急速な減量がもたらす副作用とリスク

体脂肪1ポンドは約3,500kcalで、減量するにはこのカロリーを燃焼させるか食事から除く必要があります。一般的に健康的な減量は1〜2ポンド(約0.5〜1kg)/週が目安です。しかし、短期間で大幅な減量を謳うダイエットは、実現は不可能ではないものの、深刻な副作用を伴うことが多いです。

筋肉の減少

極端にカロリーを制限したり、液体だけの食事を続けると、体はエネルギー源として筋肉を分解します。脂肪はエネルギーとしての効率が低く、最後の備蓄とみなされるため、まず筋肉が消費されます。筋肉が減ると基礎代謝が低下し、減量後に普通の食事に戻した際に体重が戻りやすくなります。

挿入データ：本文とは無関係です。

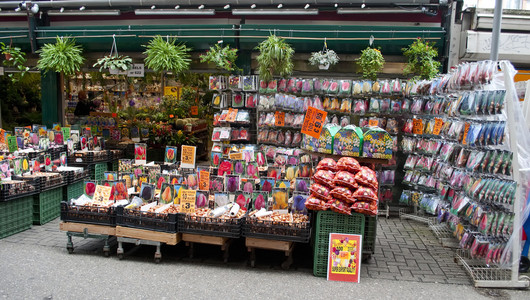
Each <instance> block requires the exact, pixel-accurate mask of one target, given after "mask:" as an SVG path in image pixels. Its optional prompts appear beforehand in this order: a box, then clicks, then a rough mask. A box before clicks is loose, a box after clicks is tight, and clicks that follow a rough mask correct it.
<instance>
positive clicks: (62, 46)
mask: <svg viewBox="0 0 530 300" xmlns="http://www.w3.org/2000/svg"><path fill="white" fill-rule="evenodd" d="M37 53H38V54H39V56H40V58H39V61H38V63H37V68H38V69H39V70H42V71H54V72H57V73H63V74H64V75H66V76H69V75H72V74H74V73H75V72H79V70H81V66H82V65H83V61H84V60H85V59H84V58H83V56H82V55H81V54H82V53H83V48H81V46H79V45H76V44H75V39H73V38H69V37H65V38H63V37H57V38H56V41H55V44H44V46H43V47H42V48H41V49H39V50H38V51H37Z"/></svg>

また、引き締まらない「スキニーファット」な見た目になることもあります。

たるみ肌

皮膚はある程度伸縮性がありますが、急激な体重変化に追随できず、余った皮膚がたるんでしまいます。特に腹部や腕で目立ち、重度の場合は形成外科的な手術が必要になることがあります。

脱水症状

筋肉は水分を多く含むため、筋肉が失われると体内の水分保持量も減少します。減量中に水分摂取を制限すると、めまい、倦怠感、腎臓結石、下痢や嘔吐などの症状が出やすくなります。

胆石のリスク

急激な減量や長期間の断食は胆汁中のコレステロールと胆汁酸のバランスを崩し、胆石ができやすくなります。胆石は腹部上部や背中、肩甲骨間に激しい痛みを引き起こし、場合によっては手術が必要です。

抜け毛

低カロリーダイエットや液体食、極端なカロリー制限(1日800kcal未満)ではたんぱく質摂取が不足しがちです。たんぱく質は髪の健康維持に不可欠で、供給が不足すると髪がもろくなり、抜け毛が進行します。